As Ireland imports most of its fossil fuels, the heating sector is a significant contributor to Ireland’s high energy import dependency.
Indigenous biomethane sector
The RHO is expected to be the main market driver for biomethane gas, produced from AD plants.
In its release, the Government also reaffirmed its commitment to supporting the indigenous biomethane sector and has identified it as a key renewable fuel under the scheme.
It said that biomethane production activity will largely occur in rural areas, with the potential to develop a sector of significant scale to benefit the rural economy in Ireland.
Under the climate action plan, some 140 to 200 AD plants will be needed by 2030, most of which will be supported by this scheme.
Protection of Irish AD
The bill includes a specific measure to provide support to Irish-produced biomethane, encouraging obligated parties to procure supplies from domestic producers.
This is subject to formal notification at EU level and requires justification for its inclusion and has been mooted as one of the recent reasons the scheme has been delayed.
In tandem with the drafting process, the Department of Climate, Energy and the Environment will engage with the European Commission to ensure compliance with EU single market rules.
The RHO heads of bill set out the necessary functions and provisions of the recently appointed scheme administrator – the National Oil Reserves Agency (NORA).

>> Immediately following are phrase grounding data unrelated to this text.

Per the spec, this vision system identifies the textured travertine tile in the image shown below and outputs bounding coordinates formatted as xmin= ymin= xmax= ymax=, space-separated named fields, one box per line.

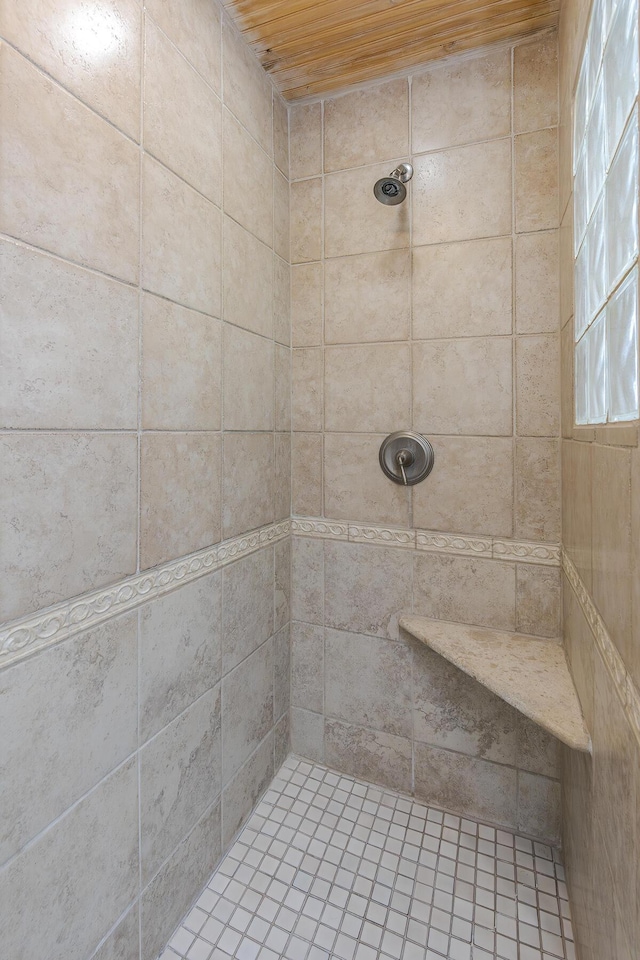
xmin=515 ymin=128 xmax=559 ymax=232
xmin=291 ymin=178 xmax=323 ymax=262
xmin=141 ymin=801 xmax=221 ymax=960
xmin=223 ymin=110 xmax=273 ymax=247
xmin=292 ymin=433 xmax=323 ymax=517
xmin=632 ymin=446 xmax=640 ymax=689
xmin=140 ymin=432 xmax=222 ymax=569
xmin=0 ymin=45 xmax=139 ymax=282
xmin=142 ymin=293 xmax=222 ymax=431
xmin=275 ymin=432 xmax=291 ymax=522
xmin=413 ymin=641 xmax=518 ymax=764
xmin=140 ymin=687 xmax=221 ymax=884
xmin=325 ymin=250 xmax=411 ymax=344
xmin=223 ymin=325 xmax=274 ymax=431
xmin=0 ymin=760 xmax=138 ymax=960
xmin=413 ymin=238 xmax=512 ymax=339
xmin=516 ymin=335 xmax=560 ymax=436
xmin=325 ymin=629 xmax=412 ymax=737
xmin=559 ymin=203 xmax=574 ymax=329
xmin=291 ymin=622 xmax=324 ymax=713
xmin=514 ymin=34 xmax=559 ymax=133
xmin=325 ymin=719 xmax=412 ymax=794
xmin=222 ymin=641 xmax=273 ymax=783
xmin=412 ymin=139 xmax=511 ymax=245
xmin=292 ymin=262 xmax=323 ymax=347
xmin=0 ymin=0 xmax=141 ymax=139
xmin=561 ymin=320 xmax=573 ymax=440
xmin=412 ymin=49 xmax=511 ymax=153
xmin=413 ymin=436 xmax=513 ymax=537
xmin=144 ymin=0 xmax=221 ymax=91
xmin=222 ymin=20 xmax=272 ymax=156
xmin=1 ymin=240 xmax=138 ymax=430
xmin=222 ymin=433 xmax=274 ymax=539
xmin=273 ymin=92 xmax=288 ymax=176
xmin=413 ymin=554 xmax=516 ymax=631
xmin=324 ymin=78 xmax=409 ymax=171
xmin=291 ymin=708 xmax=325 ymax=762
xmin=515 ymin=437 xmax=561 ymax=542
xmin=562 ymin=440 xmax=592 ymax=589
xmin=223 ymin=216 xmax=273 ymax=338
xmin=222 ymin=547 xmax=274 ymax=674
xmin=516 ymin=564 xmax=561 ymax=638
xmin=413 ymin=338 xmax=513 ymax=436
xmin=517 ymin=715 xmax=561 ymax=779
xmin=140 ymin=575 xmax=222 ymax=742
xmin=289 ymin=102 xmax=322 ymax=179
xmin=325 ymin=162 xmax=410 ymax=257
xmin=274 ymin=624 xmax=291 ymax=720
xmin=414 ymin=743 xmax=517 ymax=827
xmin=592 ymin=444 xmax=633 ymax=669
xmin=517 ymin=773 xmax=561 ymax=843
xmin=0 ymin=433 xmax=137 ymax=621
xmin=325 ymin=343 xmax=411 ymax=432
xmin=221 ymin=736 xmax=274 ymax=850
xmin=292 ymin=347 xmax=323 ymax=431
xmin=291 ymin=536 xmax=324 ymax=625
xmin=275 ymin=343 xmax=291 ymax=432
xmin=324 ymin=541 xmax=413 ymax=640
xmin=275 ymin=540 xmax=291 ymax=632
xmin=273 ymin=255 xmax=291 ymax=347
xmin=563 ymin=576 xmax=595 ymax=730
xmin=0 ymin=614 xmax=137 ymax=866
xmin=515 ymin=231 xmax=560 ymax=334
xmin=92 ymin=905 xmax=139 ymax=960
xmin=324 ymin=433 xmax=411 ymax=527
xmin=142 ymin=156 xmax=221 ymax=316
xmin=144 ymin=19 xmax=221 ymax=204
xmin=274 ymin=713 xmax=290 ymax=768
xmin=274 ymin=167 xmax=290 ymax=261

Investment in domestic supply
Commenting on the announcement, Minister for Climate, Energy and the Environment Darragh O'Brien said: “I welcome the support shown for the introduction of the RHO and the input received from key stakeholders as part of the design process across the last number of years.
“Insights shared have provided valuable information – ensuring we provide the required level of support to our newly emerging renewable fuel markets and appropriately manage the resulting impact on end consumers.
“As we begin the drafting process over the course of the next few months, my officials intend to maintain ongoing engagement at EU level – to ensure the scheme is fully aligned with EU trade principles.
“Approval of the general scheme by Government will now aid investment in our domestic renewable fuel industry, leading to indirect job creation, particularly across the rural economy in Ireland, helping to stimulate and sustain rural communities,” he concluded.